Principles for good data governance

Designing and implementing a data governance strategy will yield significant and sustainable benefits for institutions. This can seem overwhelming at first if there isn’t yet mature capability in this area. So where to begin?

You need to make data governance a priority at the senior leadership level. Leaders rightly want and expect data to provide quick and reliable answers when they need them, and AI holds the promise of vastly accelerating this. Achieving this requires a focus on data governance, championed from the top. This approach should include ensuring that the ‘people’ aspects of effective data usage are put first, and a commitment is made to fostering a long-term culture of valuing data as a strategic institutional asset.
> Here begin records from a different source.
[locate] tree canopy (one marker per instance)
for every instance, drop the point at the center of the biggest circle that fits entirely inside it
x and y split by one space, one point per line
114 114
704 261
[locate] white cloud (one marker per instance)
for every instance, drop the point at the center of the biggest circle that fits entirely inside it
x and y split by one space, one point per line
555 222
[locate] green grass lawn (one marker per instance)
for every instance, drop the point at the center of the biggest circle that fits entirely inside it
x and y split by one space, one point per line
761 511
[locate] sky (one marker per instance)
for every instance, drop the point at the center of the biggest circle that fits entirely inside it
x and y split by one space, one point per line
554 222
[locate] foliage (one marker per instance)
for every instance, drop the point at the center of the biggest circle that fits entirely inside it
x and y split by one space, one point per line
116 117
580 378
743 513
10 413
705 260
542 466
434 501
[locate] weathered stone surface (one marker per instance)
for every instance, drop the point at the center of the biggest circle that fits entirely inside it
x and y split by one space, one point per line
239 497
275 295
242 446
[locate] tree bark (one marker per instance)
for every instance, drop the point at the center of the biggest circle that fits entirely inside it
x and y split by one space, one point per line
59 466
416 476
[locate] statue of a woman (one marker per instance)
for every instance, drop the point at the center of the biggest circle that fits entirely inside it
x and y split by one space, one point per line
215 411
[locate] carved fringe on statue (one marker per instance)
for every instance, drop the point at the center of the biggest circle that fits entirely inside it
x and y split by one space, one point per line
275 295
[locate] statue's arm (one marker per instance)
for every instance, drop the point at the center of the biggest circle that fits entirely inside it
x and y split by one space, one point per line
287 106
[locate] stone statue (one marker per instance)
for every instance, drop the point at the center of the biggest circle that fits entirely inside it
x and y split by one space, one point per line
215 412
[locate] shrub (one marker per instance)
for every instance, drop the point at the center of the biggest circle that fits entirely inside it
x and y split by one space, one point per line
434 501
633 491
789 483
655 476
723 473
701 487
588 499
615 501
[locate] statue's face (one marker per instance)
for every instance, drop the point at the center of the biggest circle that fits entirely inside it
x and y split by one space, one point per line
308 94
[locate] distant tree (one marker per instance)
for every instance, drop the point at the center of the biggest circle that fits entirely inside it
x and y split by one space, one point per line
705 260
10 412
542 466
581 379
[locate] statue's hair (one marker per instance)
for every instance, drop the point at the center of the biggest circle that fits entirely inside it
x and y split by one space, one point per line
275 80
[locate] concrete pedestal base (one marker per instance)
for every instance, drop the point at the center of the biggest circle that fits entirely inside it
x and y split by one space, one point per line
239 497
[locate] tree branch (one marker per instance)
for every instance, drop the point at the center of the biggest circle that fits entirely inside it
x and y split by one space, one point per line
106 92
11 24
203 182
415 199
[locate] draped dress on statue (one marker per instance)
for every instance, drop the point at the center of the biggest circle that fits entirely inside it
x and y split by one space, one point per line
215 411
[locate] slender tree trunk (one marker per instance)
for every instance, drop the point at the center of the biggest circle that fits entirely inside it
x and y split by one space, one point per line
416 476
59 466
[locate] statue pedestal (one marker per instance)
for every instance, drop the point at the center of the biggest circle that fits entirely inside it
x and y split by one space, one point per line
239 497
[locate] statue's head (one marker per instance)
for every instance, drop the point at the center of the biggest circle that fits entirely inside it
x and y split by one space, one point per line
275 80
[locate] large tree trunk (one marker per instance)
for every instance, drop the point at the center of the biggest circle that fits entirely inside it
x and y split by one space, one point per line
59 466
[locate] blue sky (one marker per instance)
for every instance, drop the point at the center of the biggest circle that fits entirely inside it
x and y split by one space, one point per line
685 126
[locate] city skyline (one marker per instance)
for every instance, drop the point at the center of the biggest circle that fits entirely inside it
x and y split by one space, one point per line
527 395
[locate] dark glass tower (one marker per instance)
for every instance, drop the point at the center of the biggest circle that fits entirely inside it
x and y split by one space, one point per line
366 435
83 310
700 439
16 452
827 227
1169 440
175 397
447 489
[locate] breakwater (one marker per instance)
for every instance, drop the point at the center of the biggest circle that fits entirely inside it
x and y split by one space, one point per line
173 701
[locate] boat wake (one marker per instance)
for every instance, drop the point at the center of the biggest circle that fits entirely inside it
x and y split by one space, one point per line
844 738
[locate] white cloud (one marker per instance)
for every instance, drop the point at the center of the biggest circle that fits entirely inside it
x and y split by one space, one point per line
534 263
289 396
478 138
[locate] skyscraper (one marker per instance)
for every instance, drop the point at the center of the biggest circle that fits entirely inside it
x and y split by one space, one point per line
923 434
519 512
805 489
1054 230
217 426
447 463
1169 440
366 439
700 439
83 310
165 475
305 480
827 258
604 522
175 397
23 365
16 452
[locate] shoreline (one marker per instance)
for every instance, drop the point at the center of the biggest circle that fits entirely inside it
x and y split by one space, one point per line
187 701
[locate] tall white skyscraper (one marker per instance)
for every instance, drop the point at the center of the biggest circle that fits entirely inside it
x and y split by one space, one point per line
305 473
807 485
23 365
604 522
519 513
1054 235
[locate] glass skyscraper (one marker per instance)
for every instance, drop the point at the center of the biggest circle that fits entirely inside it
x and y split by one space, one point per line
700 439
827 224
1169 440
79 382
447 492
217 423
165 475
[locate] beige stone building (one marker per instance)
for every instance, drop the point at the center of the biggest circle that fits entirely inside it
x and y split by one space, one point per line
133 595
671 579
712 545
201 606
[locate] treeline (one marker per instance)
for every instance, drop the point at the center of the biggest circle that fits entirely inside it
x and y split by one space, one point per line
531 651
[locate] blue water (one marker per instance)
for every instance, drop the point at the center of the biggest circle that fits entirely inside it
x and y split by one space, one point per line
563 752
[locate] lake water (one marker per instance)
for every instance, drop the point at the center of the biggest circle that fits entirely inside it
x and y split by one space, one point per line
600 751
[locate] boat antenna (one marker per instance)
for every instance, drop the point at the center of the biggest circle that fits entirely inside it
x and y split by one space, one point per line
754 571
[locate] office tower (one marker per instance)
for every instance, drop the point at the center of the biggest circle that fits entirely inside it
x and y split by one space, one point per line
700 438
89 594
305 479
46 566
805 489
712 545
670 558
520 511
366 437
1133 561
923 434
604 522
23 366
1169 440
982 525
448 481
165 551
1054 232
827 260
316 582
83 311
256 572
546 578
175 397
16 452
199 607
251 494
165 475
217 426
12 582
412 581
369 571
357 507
There’s a need build a cross-functional group to lead the data governance effort. This should comprise membership from all the relevant areas, including users of the data output. The size and composition will vary from institution to institution, but as a minimum should include colleagues covering planning, IT, data protection, cyber security, compliance, relevant professional functions acting as data owners (e.g., student systems, Finance, HR, Estates), and representative data users.

It is hugely important to prioritise initial areas of focus according to business needs. It may be tempting to take on the whole data ecosystem at once to improve governance and output. However, this could be an overwhelming challenge that leads to loss of momentum and lack of impact. A better approach would be to pick off those issues that are uppermost in the minds of senior institutional leaders, and work to improve the governance of the data in those areas first. For example, an institution may want to look closer at diversity and equality, in which case the data governance strategy should focus on HR in the first instance. Or there may be an issue with student recruitment and retention, in which case the first priority should be student data. Building data governance around user needs is essential to its success.

The benefits available to universities from data and AI are increasing exponentially as technology and practice evolve at pace. Those institutions that get data governance right will be best placed to maximise the coming opportunities.